Key to Success

Parent Involvement Is the Answer to the Most Important Question

Repeatedly, research has shown that parental involvement is the number-one determinant of how well children succeed in school. What can families do to make sure students are more successful?

Create an environment in your home that encourages and provides many different opportunities to learn. Make sure that appropriate materials from puzzles to paints to technology are available to stimulate their curiosity.

Provide your children with a well-balanced life. A stable Christian home, filled with love, serves as a solid foundation for academic achievement. Establish regular bedtimes, nourishing meals, and sufficient exercise. Limit watching television and playing of video/ electronic games.

Read to your children every day. Expand and enrich their vocabularies and broaden their experiences. Reading aloud exposes them to materials that would be difficult for them to read on their own. The more children read, the better their reading skills become. Make sure there is a wide variety of interesting reading materials in your home. Make bible reading a priority.

Help your children establish homework routines. Be available for when they need assistance. Help them to learn the importance of doing it well.

Teach your children how to be organized and how to use organizational tools such as assignment agenda, calendars, notebooks, binders, backpacks, etc.. Children who are organized find it much easier to succeed in school.

Teach them effective study skills. Make sure your children know how to read their textbooks, prepare for tests, memorize facts, and use their time efficiently. Encourage them to have a regular time for studying, and provide a study place that is free of distractions.

Encourage your children to participate in class which will greatly increase their interest in what they’re learning. Advise your older children to take notes, which will help them concentrate.

Pray with your children. Let them see your pray when you are troubled and when you are thankful. Allow them to say the prayer at the dinner table and at bedtime.

Express your interest in school by talking to them about their day and their class assignments. Work with your child to resolve problems when they occur.

Establish routines. A consistent plan for when you will check their agenda, for when the child will do their homework, for eating dinner, for preparing school materials for the next day, for family and independent reading, and for going to bed, not only helps the home run more smoothly, but it also creates a sense of security in the child.

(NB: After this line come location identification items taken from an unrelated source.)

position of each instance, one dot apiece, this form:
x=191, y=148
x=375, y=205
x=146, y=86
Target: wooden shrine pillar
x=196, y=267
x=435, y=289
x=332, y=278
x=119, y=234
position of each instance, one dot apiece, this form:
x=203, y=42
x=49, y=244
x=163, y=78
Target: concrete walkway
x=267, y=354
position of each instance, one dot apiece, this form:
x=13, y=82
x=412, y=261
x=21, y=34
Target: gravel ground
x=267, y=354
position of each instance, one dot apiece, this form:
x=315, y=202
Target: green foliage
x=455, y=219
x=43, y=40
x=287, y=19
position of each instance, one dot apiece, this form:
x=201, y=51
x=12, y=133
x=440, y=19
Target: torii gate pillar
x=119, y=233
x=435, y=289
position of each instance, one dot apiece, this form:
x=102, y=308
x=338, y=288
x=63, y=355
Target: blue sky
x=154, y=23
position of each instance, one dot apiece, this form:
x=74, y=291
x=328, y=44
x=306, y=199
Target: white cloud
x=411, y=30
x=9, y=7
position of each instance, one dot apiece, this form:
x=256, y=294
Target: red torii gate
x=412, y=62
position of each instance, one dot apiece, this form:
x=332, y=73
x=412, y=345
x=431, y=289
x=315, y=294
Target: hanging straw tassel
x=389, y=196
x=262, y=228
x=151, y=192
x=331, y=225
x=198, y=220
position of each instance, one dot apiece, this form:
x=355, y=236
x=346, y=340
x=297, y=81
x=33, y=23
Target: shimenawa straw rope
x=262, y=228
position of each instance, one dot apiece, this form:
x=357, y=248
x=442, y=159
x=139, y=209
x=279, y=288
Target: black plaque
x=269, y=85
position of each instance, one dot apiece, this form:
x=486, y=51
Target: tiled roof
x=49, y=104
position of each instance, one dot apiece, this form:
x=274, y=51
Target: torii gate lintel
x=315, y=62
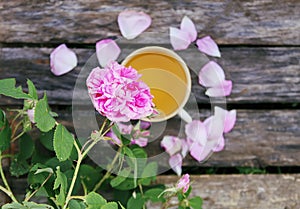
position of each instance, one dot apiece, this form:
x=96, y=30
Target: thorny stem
x=108, y=172
x=33, y=193
x=6, y=190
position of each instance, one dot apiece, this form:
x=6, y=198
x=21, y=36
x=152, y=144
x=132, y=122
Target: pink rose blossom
x=184, y=183
x=118, y=94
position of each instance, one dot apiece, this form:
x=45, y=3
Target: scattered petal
x=196, y=151
x=175, y=162
x=196, y=131
x=189, y=27
x=208, y=46
x=211, y=75
x=184, y=183
x=171, y=144
x=230, y=120
x=62, y=60
x=224, y=89
x=107, y=51
x=180, y=40
x=133, y=23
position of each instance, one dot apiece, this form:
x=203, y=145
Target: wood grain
x=229, y=22
x=260, y=138
x=260, y=75
x=243, y=191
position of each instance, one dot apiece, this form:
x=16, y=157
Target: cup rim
x=171, y=53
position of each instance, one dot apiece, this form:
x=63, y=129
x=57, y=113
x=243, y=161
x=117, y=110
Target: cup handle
x=185, y=115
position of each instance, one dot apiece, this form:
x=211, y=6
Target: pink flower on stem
x=118, y=94
x=183, y=183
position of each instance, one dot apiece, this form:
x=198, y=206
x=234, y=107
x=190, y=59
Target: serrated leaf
x=5, y=134
x=26, y=147
x=19, y=167
x=8, y=88
x=154, y=195
x=46, y=138
x=32, y=90
x=33, y=205
x=110, y=205
x=61, y=184
x=136, y=202
x=75, y=204
x=196, y=202
x=13, y=205
x=44, y=121
x=120, y=178
x=62, y=142
x=43, y=170
x=94, y=200
x=89, y=175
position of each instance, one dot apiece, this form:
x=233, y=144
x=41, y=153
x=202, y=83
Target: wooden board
x=260, y=75
x=260, y=138
x=244, y=191
x=229, y=22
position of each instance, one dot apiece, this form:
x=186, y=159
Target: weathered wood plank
x=260, y=75
x=229, y=22
x=243, y=191
x=229, y=191
x=260, y=138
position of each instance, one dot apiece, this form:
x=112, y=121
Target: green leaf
x=61, y=184
x=110, y=205
x=120, y=178
x=44, y=121
x=149, y=173
x=5, y=132
x=63, y=143
x=13, y=205
x=75, y=204
x=89, y=175
x=196, y=202
x=154, y=195
x=54, y=162
x=33, y=205
x=94, y=200
x=8, y=88
x=127, y=184
x=136, y=202
x=32, y=90
x=26, y=147
x=19, y=167
x=46, y=139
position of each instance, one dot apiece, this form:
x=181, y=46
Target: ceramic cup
x=168, y=77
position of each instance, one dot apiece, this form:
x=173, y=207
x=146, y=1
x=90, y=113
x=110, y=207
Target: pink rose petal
x=30, y=114
x=224, y=89
x=208, y=46
x=142, y=142
x=175, y=162
x=189, y=27
x=133, y=23
x=180, y=40
x=107, y=51
x=196, y=151
x=211, y=75
x=229, y=121
x=196, y=131
x=62, y=60
x=171, y=144
x=220, y=145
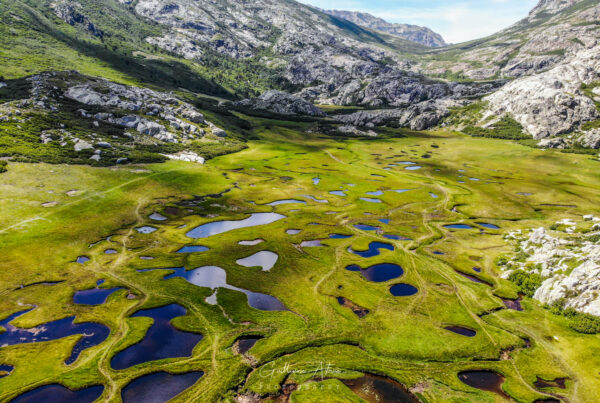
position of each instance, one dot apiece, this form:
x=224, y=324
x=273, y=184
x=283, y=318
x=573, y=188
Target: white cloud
x=457, y=21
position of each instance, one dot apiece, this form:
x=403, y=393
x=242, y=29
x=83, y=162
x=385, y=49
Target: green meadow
x=52, y=214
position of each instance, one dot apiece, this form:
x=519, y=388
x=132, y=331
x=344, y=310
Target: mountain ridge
x=414, y=33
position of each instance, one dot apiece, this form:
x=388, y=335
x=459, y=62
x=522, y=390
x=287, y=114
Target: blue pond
x=92, y=333
x=396, y=237
x=379, y=273
x=458, y=226
x=146, y=230
x=339, y=236
x=193, y=249
x=58, y=393
x=403, y=290
x=214, y=277
x=162, y=340
x=374, y=249
x=487, y=225
x=287, y=201
x=219, y=227
x=364, y=227
x=159, y=387
x=5, y=370
x=94, y=296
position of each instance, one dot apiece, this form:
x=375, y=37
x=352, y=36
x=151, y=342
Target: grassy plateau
x=52, y=214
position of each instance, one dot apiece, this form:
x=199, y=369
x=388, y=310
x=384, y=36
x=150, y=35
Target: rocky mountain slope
x=539, y=76
x=565, y=261
x=414, y=33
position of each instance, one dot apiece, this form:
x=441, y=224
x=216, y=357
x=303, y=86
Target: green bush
x=585, y=323
x=527, y=282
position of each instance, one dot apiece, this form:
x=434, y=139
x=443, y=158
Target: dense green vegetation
x=580, y=322
x=403, y=338
x=527, y=282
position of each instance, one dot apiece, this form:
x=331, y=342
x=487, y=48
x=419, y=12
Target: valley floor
x=52, y=214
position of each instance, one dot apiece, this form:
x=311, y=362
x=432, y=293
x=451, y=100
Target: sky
x=456, y=20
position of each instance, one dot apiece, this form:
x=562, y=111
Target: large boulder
x=551, y=103
x=590, y=139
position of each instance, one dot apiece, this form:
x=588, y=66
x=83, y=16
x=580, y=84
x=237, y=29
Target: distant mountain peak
x=413, y=33
x=551, y=7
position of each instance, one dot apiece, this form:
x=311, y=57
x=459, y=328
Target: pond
x=486, y=225
x=356, y=309
x=5, y=370
x=315, y=199
x=264, y=259
x=159, y=387
x=146, y=229
x=463, y=331
x=484, y=380
x=316, y=243
x=458, y=226
x=379, y=273
x=396, y=237
x=161, y=341
x=287, y=201
x=374, y=249
x=57, y=393
x=94, y=296
x=473, y=278
x=339, y=236
x=214, y=277
x=157, y=217
x=245, y=343
x=219, y=227
x=193, y=249
x=364, y=227
x=374, y=388
x=251, y=243
x=403, y=290
x=92, y=333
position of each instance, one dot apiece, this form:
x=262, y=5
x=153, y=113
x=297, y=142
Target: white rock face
x=553, y=256
x=551, y=103
x=187, y=156
x=550, y=7
x=282, y=104
x=81, y=145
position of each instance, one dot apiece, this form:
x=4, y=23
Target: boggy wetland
x=302, y=269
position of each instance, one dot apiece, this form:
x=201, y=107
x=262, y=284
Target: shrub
x=528, y=283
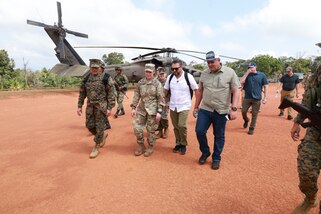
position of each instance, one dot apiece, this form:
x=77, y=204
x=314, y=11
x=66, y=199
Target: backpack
x=187, y=81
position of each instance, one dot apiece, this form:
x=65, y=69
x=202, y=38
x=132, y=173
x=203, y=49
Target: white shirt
x=180, y=97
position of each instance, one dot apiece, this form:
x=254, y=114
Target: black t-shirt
x=288, y=82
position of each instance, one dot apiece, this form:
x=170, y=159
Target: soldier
x=97, y=87
x=163, y=123
x=309, y=150
x=147, y=106
x=120, y=82
x=306, y=79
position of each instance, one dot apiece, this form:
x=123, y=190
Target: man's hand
x=295, y=131
x=79, y=111
x=232, y=115
x=158, y=116
x=133, y=112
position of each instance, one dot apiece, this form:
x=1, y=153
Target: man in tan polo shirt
x=216, y=86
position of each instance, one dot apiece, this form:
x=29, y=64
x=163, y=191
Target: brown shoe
x=94, y=153
x=104, y=139
x=165, y=135
x=159, y=134
x=149, y=151
x=140, y=149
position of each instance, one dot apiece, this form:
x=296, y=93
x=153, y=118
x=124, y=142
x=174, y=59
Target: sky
x=236, y=28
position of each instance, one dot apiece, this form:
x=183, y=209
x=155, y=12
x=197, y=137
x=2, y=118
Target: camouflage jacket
x=311, y=97
x=97, y=92
x=121, y=80
x=148, y=96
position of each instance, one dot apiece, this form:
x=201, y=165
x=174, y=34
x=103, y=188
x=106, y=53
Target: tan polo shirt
x=217, y=89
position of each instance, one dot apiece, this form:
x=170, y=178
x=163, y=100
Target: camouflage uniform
x=99, y=100
x=309, y=150
x=148, y=98
x=122, y=81
x=163, y=123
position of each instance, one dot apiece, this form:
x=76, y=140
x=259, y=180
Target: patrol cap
x=102, y=64
x=150, y=67
x=251, y=65
x=161, y=70
x=210, y=56
x=94, y=63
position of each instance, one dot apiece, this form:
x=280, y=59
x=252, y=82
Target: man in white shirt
x=180, y=87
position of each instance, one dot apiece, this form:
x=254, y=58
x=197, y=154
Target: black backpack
x=187, y=81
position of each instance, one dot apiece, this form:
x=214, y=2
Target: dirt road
x=44, y=164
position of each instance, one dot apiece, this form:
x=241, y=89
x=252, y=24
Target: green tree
x=269, y=65
x=113, y=58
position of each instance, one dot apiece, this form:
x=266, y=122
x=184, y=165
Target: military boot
x=305, y=206
x=159, y=134
x=140, y=149
x=149, y=151
x=104, y=139
x=121, y=112
x=117, y=113
x=165, y=135
x=94, y=153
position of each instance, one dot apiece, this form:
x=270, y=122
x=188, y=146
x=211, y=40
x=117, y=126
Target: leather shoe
x=246, y=123
x=203, y=158
x=216, y=164
x=183, y=150
x=177, y=148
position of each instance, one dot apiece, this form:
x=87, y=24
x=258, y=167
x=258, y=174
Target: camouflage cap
x=161, y=70
x=94, y=63
x=102, y=64
x=149, y=67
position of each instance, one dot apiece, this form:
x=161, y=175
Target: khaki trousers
x=290, y=95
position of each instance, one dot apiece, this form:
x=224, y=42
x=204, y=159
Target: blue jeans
x=204, y=120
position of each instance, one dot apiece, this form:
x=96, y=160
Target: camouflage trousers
x=120, y=98
x=96, y=122
x=309, y=162
x=163, y=123
x=143, y=120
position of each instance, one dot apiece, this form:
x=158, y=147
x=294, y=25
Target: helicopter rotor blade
x=40, y=24
x=148, y=54
x=76, y=33
x=59, y=14
x=115, y=46
x=191, y=55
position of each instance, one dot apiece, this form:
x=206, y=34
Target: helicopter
x=71, y=64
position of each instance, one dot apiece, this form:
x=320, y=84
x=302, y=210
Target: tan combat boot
x=159, y=134
x=104, y=139
x=94, y=153
x=165, y=135
x=140, y=149
x=305, y=206
x=149, y=151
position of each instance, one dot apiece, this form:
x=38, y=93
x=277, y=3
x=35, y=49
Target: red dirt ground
x=45, y=168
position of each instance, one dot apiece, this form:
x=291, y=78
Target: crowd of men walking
x=216, y=99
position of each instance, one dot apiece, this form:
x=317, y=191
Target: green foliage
x=200, y=67
x=267, y=64
x=113, y=58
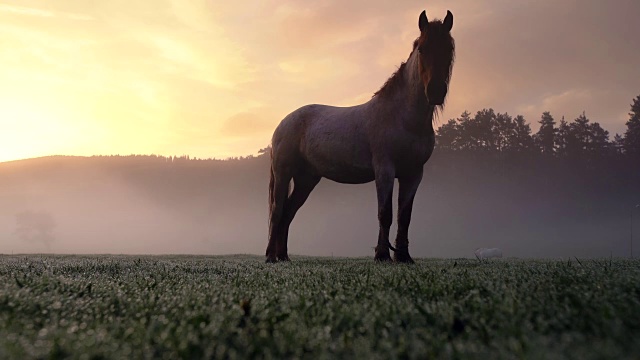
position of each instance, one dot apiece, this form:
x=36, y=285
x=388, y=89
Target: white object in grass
x=485, y=253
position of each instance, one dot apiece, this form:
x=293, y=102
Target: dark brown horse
x=390, y=136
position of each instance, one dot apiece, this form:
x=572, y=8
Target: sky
x=214, y=78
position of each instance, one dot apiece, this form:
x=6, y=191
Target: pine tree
x=522, y=140
x=545, y=137
x=563, y=138
x=632, y=134
x=448, y=136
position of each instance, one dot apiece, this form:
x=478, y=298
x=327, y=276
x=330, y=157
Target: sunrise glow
x=213, y=80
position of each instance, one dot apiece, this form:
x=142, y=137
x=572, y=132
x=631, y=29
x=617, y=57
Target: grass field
x=239, y=307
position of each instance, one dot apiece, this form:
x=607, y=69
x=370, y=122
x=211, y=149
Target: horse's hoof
x=382, y=257
x=406, y=259
x=283, y=258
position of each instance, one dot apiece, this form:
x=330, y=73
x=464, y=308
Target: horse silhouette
x=390, y=136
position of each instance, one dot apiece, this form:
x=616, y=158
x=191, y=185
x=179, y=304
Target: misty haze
x=520, y=200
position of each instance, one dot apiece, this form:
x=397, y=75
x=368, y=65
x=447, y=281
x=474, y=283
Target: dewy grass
x=239, y=307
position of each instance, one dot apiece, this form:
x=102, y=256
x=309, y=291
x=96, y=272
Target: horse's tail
x=271, y=199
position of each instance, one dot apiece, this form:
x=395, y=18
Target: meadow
x=239, y=307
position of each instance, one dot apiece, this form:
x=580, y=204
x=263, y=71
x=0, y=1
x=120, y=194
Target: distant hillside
x=530, y=206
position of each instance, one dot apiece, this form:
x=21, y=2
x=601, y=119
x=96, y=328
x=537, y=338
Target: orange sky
x=213, y=78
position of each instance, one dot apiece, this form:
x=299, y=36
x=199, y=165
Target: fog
x=155, y=205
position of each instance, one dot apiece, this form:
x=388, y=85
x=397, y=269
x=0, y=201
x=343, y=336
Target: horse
x=390, y=136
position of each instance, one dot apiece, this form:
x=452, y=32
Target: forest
x=569, y=189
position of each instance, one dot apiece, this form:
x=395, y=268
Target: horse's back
x=330, y=141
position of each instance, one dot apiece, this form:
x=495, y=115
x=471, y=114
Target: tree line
x=491, y=132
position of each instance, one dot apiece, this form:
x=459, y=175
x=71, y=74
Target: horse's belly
x=341, y=160
x=351, y=176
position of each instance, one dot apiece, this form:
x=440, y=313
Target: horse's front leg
x=385, y=176
x=407, y=188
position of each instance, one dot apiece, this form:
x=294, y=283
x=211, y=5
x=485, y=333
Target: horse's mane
x=392, y=85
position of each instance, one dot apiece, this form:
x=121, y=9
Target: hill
x=530, y=206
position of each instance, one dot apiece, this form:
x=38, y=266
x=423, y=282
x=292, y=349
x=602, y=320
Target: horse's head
x=437, y=51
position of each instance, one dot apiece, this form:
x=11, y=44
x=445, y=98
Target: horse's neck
x=414, y=96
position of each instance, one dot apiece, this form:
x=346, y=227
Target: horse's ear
x=423, y=22
x=448, y=21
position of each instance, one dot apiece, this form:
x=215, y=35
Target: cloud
x=178, y=71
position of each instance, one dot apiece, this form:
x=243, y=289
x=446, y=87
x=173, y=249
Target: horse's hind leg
x=303, y=184
x=385, y=176
x=279, y=190
x=407, y=187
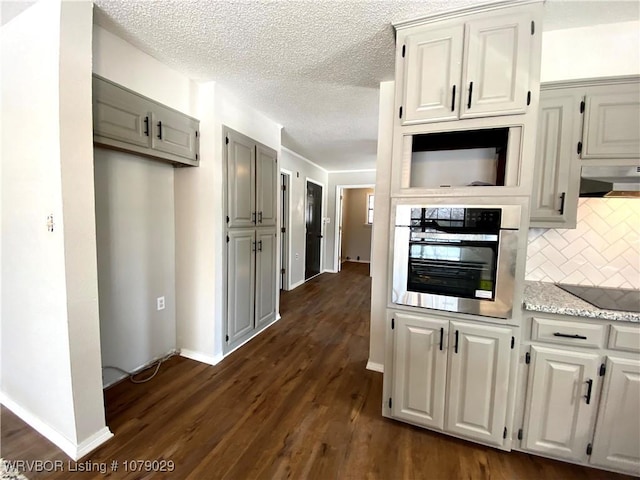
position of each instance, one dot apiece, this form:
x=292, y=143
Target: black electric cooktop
x=606, y=298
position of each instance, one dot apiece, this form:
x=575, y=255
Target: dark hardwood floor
x=295, y=402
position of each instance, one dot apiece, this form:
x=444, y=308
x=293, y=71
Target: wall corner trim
x=375, y=367
x=73, y=450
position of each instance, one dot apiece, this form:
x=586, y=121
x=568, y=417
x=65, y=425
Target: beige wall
x=356, y=234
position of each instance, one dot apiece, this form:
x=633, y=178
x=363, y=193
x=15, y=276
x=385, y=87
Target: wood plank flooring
x=295, y=402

Develop a good relationship with your children’s teachers by effectively communicating, following through with school requests, attending parent-teacher conferences, volunteering to help when needed, and showing appreciation to staff for all that they do for your children.

Whether your child is just starting preschool or entering their final year of high school, parent involvement is a great way to show him that you take an interest in his education, and it sends a positive message that you consider school a worthwhile cause.